El pueblo de Montero, enclavado en las estribaciones de la sierra desde Almarza al Vadillo, tenía una fértil dehesa. Era corto el número de sus habitantes y vivían en gran armonía.
Una vez celebrábase una boda entre dos jóvenes de las familias más acomodadas, y como el contento por ambas partes era grande quisieron que todos los vecinos asistiesen a la boda. Todos, sin embargo, no podían asistir; uno al menos había de quedarse guardando el ganado del pueblo. No parecía que debía sacrificarse a un joven, que era natural disfrutase con la fiesta y el baile. Así, se pensó en una buena anciana necesitada, a la que se ofreció una paga por el servicio, que ella aceptó con gusto.

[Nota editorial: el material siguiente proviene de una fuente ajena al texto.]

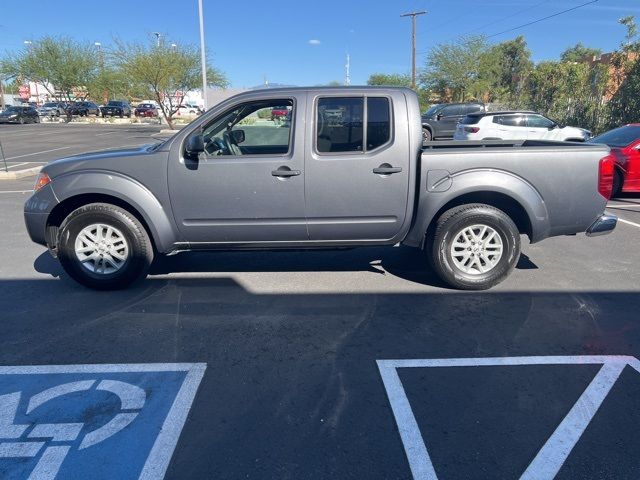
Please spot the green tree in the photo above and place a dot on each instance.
(579, 53)
(62, 65)
(453, 69)
(390, 80)
(569, 93)
(163, 71)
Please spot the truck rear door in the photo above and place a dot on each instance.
(357, 166)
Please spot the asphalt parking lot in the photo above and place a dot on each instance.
(350, 364)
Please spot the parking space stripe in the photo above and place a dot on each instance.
(37, 153)
(633, 224)
(557, 448)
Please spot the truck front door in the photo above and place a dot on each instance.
(248, 184)
(357, 167)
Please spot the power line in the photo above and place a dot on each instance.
(543, 18)
(507, 17)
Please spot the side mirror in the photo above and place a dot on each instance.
(194, 145)
(237, 136)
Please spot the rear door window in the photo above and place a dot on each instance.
(538, 121)
(452, 111)
(509, 120)
(472, 109)
(342, 127)
(378, 122)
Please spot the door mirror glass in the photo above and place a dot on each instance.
(194, 145)
(237, 136)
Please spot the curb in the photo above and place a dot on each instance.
(17, 174)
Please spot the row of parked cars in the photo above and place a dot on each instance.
(113, 108)
(472, 121)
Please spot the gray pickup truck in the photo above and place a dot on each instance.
(346, 167)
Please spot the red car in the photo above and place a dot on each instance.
(625, 146)
(146, 110)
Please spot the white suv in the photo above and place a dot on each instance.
(516, 126)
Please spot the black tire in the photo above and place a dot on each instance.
(137, 263)
(456, 220)
(618, 181)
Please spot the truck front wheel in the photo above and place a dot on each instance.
(474, 247)
(104, 247)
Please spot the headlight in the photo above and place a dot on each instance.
(42, 181)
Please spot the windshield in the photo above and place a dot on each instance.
(619, 137)
(432, 111)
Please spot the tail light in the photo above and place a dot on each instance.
(606, 170)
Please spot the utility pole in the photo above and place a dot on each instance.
(203, 57)
(413, 16)
(347, 68)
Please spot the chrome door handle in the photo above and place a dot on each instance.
(386, 169)
(285, 172)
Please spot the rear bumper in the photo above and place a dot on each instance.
(603, 225)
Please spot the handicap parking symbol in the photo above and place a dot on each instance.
(93, 421)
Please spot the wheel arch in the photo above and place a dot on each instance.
(502, 190)
(125, 193)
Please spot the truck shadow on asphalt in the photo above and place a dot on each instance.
(406, 263)
(292, 389)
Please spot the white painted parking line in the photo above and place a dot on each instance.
(17, 164)
(37, 153)
(552, 455)
(633, 224)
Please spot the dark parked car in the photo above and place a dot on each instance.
(361, 179)
(20, 115)
(83, 109)
(146, 110)
(114, 108)
(440, 121)
(52, 109)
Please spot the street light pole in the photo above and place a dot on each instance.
(413, 16)
(203, 57)
(29, 44)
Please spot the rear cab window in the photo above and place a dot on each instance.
(470, 120)
(352, 124)
(509, 120)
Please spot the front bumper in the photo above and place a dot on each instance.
(603, 225)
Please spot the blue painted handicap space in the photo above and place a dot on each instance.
(93, 421)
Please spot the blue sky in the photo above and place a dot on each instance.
(305, 43)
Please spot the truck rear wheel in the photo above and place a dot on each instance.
(474, 247)
(104, 247)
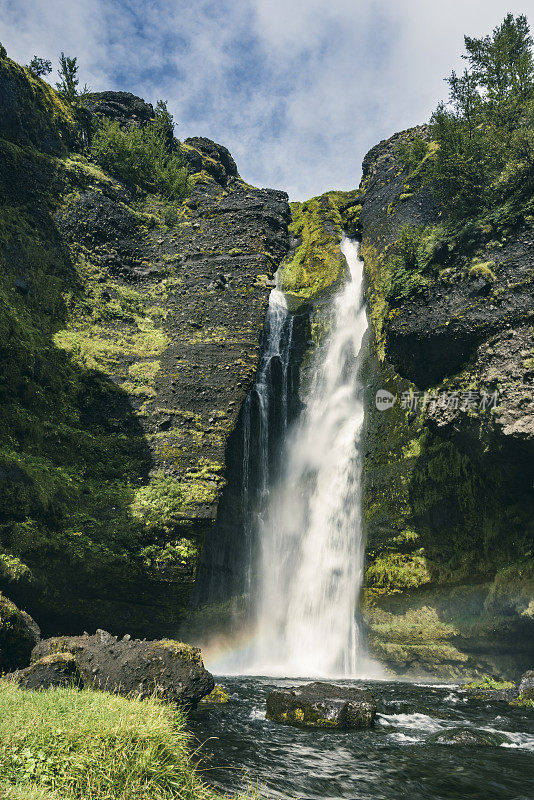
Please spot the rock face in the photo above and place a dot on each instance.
(18, 636)
(171, 670)
(447, 497)
(54, 670)
(469, 737)
(322, 705)
(526, 686)
(130, 332)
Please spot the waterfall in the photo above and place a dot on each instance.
(268, 404)
(300, 499)
(310, 537)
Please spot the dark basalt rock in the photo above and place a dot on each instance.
(124, 107)
(469, 737)
(172, 670)
(526, 686)
(322, 705)
(203, 155)
(56, 669)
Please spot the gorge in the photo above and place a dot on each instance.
(136, 453)
(285, 440)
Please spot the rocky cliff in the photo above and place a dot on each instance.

Tras la ceremonia tenían que dar un gran banquete, y para guisar la comida sacaron el agua de un pozo; mas dio la fatal coincidencia de que en él vivía una salamandra acuática, y de tal modo había envenenado sus aguas, que todos los que tomaron la comida hecha con ellas murieron; así, pues, perecieron todos los habitantes del pueblo de Montero.
Es decir, todos no; sobrevivió la vieja que estaba guardando el ganado, y que pasó a ser propietaria de la dehesa vecinal y del ganado de todos los vecinos.
No se atrevió, como es natural, a permanecer en las casas del desventurado pueblo de Montero, y se fue al cercano de Arévalo, a cuyos habitantes regaló la rica dehesa y el ganado. Pronto la inspiración popular imaginó el siguiente cantar:
Por una salamanquesa
se ha despoblado Montero.
¡Ojalá se despoblasen
Cerveriza y Gallinero!
que perpetúa el hecho y demuestra la codicia de los aldeanos, ya que los dos pueblos en él citados tienen también riquísimas dehesas.